Exposing USGS sample collections for broader discovery and access: collaboration between ScienceBase, IEDA:SESAR, and Paleobiology Database

Tuesday, 16 December 2014
Leslie Hsu1, Sky Bristol2, Kerstin A Lehnert1, Robert A Arko1, Shanan E Peters3, Mark D Uhen4 and Lulin Song1, (1)Columbia University, Palisades, NY, United States, (2)USGS Core Science Systems, Denver, United States, (3)University of Wisconsin Madison, Geoscience, Madison, WI, United States, (4)George Mason University Fairfax, Fairfax, VA, United States
The U.S. Geological Survey (USGS) is an exemplar of the need for improved cyberinfrastructure for its vast holdings of invaluable physical geoscience data. Millions of discrete paleobiological and geological specimens lie in USGS warehouses and at the Smithsonian Institution. These specimens serve as the basis for many geologic maps and geochemical databases, and are a potential treasure trove of new scientific knowledge. The extent of this treasure is virtually unknown and inaccessible outside a small group of paleogeoscientists and geochemists. A team from the USGS, the Integrated Earth Data Applications (IEDA) facility, and the Paleobiology Database (PBDB) are working to expose information on paleontological and geochemical specimens for discovery by scientists and citizens. This project uses existing infrastructure of the System for Earth Sample Registration (SESAR) and PBDB, which already contains much of the fundamental data schemas that are necessary to accommodate USGS records. The project is also developing a new Linked Data interface for the USGS National Geochemical Database (NGDB). The International Geo Sample Number (IGSN) is the identifier that links samples between all systems.

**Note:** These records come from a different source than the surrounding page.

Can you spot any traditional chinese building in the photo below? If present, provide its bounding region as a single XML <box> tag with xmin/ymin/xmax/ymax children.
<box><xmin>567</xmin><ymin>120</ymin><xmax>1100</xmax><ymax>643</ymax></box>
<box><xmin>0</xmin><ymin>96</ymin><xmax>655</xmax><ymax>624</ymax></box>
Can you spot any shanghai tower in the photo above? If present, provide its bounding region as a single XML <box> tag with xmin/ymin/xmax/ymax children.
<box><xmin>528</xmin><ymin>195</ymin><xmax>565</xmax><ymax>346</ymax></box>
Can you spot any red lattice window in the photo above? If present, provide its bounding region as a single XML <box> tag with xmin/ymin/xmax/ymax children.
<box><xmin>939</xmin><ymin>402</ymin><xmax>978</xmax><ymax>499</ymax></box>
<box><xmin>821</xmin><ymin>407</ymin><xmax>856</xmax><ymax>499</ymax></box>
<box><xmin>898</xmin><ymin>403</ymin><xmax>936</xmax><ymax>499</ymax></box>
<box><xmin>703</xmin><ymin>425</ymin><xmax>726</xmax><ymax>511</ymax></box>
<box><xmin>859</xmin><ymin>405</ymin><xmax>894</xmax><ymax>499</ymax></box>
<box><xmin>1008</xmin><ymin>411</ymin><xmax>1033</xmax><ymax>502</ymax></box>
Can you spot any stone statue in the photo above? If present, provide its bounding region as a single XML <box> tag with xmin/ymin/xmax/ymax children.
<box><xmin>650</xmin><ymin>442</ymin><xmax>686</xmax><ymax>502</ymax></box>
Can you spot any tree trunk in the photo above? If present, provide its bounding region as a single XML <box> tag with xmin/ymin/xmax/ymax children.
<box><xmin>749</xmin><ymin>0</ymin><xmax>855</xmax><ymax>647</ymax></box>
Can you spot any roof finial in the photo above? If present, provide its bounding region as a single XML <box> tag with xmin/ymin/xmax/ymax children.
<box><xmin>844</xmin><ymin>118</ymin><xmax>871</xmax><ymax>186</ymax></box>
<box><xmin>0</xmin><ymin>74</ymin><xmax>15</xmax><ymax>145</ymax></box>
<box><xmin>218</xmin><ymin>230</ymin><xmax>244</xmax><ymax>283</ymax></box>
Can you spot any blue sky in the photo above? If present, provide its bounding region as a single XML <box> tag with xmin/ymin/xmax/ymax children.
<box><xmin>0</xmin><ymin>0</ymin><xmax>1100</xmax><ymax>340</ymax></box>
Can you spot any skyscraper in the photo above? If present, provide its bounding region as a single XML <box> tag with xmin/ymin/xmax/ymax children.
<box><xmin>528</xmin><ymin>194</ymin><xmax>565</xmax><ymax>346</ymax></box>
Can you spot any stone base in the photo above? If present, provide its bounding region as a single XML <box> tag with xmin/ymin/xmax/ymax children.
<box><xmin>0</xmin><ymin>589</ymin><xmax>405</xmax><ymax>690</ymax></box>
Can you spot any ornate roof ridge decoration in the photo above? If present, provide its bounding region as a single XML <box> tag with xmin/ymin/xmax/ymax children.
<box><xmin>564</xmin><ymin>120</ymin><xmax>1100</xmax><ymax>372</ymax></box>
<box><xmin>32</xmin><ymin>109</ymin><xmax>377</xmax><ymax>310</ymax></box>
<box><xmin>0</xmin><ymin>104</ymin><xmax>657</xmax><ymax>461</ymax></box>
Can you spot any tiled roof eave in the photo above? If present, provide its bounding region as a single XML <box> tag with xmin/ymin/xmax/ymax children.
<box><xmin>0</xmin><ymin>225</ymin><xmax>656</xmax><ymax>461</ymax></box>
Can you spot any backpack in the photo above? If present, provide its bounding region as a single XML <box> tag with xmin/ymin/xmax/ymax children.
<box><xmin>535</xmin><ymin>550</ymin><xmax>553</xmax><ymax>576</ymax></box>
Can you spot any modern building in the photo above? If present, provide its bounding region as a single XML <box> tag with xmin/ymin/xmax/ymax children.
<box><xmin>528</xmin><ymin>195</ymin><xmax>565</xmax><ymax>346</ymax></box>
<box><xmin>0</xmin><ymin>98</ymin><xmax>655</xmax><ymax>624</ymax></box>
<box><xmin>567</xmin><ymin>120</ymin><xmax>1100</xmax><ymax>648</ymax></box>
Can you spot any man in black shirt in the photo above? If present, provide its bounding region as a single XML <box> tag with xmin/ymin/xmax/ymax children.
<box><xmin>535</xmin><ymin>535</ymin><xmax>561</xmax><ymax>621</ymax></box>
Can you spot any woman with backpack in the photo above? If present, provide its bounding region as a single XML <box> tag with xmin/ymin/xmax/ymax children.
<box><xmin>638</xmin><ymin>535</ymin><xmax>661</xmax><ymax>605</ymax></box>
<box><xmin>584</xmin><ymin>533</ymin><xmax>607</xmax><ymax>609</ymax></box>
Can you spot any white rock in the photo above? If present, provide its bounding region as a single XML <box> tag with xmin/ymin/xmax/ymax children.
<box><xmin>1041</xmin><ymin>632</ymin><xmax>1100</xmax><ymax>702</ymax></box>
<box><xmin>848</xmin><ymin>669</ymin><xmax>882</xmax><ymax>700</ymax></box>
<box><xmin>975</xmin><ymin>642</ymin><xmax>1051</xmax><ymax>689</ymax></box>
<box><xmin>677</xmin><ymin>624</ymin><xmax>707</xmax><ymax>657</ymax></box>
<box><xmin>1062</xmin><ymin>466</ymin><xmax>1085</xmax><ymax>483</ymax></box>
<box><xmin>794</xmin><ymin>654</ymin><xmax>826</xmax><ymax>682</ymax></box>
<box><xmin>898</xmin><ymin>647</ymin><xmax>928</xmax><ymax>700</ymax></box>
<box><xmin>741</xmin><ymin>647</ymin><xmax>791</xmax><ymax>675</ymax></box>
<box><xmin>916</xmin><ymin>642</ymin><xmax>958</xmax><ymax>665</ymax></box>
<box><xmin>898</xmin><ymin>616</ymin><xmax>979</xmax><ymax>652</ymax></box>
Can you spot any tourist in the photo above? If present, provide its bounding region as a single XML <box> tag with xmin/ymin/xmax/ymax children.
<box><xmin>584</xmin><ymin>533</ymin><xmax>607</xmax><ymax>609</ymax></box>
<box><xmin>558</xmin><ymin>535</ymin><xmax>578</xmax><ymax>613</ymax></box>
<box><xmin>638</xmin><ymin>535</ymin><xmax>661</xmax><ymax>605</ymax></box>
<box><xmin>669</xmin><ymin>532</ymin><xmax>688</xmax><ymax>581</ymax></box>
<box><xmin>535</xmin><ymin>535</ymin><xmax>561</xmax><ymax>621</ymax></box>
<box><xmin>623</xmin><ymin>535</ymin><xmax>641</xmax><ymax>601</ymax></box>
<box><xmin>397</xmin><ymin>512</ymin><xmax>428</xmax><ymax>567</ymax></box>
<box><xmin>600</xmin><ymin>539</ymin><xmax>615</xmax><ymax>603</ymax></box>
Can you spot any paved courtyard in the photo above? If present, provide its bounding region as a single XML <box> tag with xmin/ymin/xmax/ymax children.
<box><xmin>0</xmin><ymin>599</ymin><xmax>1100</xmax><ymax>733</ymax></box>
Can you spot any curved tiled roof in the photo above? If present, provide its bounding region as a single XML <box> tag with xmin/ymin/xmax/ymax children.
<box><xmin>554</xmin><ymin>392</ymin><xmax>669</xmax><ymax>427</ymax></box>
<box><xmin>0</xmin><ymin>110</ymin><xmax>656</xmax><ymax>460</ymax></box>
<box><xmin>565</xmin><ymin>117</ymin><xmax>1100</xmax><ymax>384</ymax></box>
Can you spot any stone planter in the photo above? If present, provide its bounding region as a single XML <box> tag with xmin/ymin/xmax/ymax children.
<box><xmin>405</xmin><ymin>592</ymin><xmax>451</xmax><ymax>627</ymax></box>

For paleontological specimens, SESAR and PBDB will be the primary repositories for USGS records, with a data syncing process to archive records within the USGS ScienceBase system. The process began with mapping the metadata fields necessary for USGS collections to the existing SESAR and PBDB data structures, while aligning them with the Observations & Measurements and Darwin Core standards. New functionality needed in SESAR included links to a USGS locality registry, fossil classifications, a spatial qualifier attribution for samples with sensitive locations, and acknowledgement of data and metadata licensing. The team is developing a harvesting mechanism to periodically transfer USGS records from within PBDB and SESAR to ScienceBase. For the NGDB, the samples are being registered with IGSNs in SESAR and the geochemical data are being published as Linked Data. This system allows the USGS collections to benefit from disciplinary and institutional strengths of the participating resources, while simultaneously increasing the discovery, accessibility, and citation of USGS physical collection holdings.